Distribuidora Ariel, based in Mexico City, has been distributing Christian products in Mexico since 1984 with the primary mission to be collaborators in building up, strengthening, and encouraging the church.
Mexico has around 300 Christian bookstores, the majority of which have less than 300 square feet of selling space. Only 75 bookstores buy more than $1,000 per month from Ariel. Making up nearly 50 percent of its sales, Librería Maranatha has eight stores.
Over the years, the market for Christian products has changed greatly. Whereas Christian music and books used to be bestsellers, now the majority of sales are Bibles (43 percent), books (33 percent), and gifts (16 percent). Music has dropped to 5 percent and videos to 3 percent.
A majority of product is imported into the country, mainly from the U.S., including all Bibles and most books. Most of the books are written by American authors and then translated. However, a growing number of authors writing in Spanish with great success are gaining popularity, such as Lucas Leys, Dante Gebel, Guillermo Maldonado, Cash Luna, and Claudio Freidzon.
Carbajal names the economy, acquisition power, and changes in the reading culture as his biggest challenges.
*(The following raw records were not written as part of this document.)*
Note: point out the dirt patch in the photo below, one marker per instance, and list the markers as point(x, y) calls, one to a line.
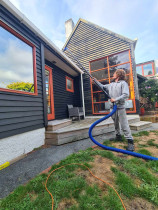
point(153, 151)
point(145, 139)
point(139, 204)
point(101, 169)
point(66, 203)
point(33, 196)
“Since 70 percent of products we distribute come from abroad, the devaluation of the Mexican peso hits us heavily,” he says, noting that in 2015 the Mexican peso suffered a devaluation of over 17 percent against the American dollar. “We need to be able to obtain books at better prices.”
In addition, 200 pesos ($11.50) is the average cost of a book in Mexico, but that’s an average daily wage for a Mexican worker.
“Taking into account that an average hardcover study Bible is 600 Mexican pesos, this makes book acquisition difficult for many,” he explains.
Another challenge is the fact that the culture of reading is waning. The most recent UNESCO survey on reading showed that Mexico came in at 107 out of 108 nations in terms of average number of books read per year per person. Mexicans read less than three books per year.
Even given these obstacles, Ariel continues its mission. “We love the Bible and we love Christian books and music and we believe that these resources can help Christians become better Christians and can help non-Christians come to salvation,” says Carbajal.
Among Carbajal’s greatest needs are marketing resources, “so that the Christians throughout the country can be aware of the wonderful resources we have and what is available to them.”
In some of their upcoming initiatives, Distribuidora Ariel is partnering with publishers to better reach the Mexican market.
“In some sectors, there exists competition and lack of common vision in serving God and His church in the Christian book market,” he says. “We believe God is first, and business needs to fall in line with this objective.”
In addition, Carbajal believes “the best strategy is for publishers, distributors, and bookstores to work together to better serve the end customer and obtain better results.” Ultimately, he says, “our goal in the face of extreme adversity is to continue serving the bookstores and churches making available the best assortment of quality Christian products to help them reach their goals and further the Gospel.”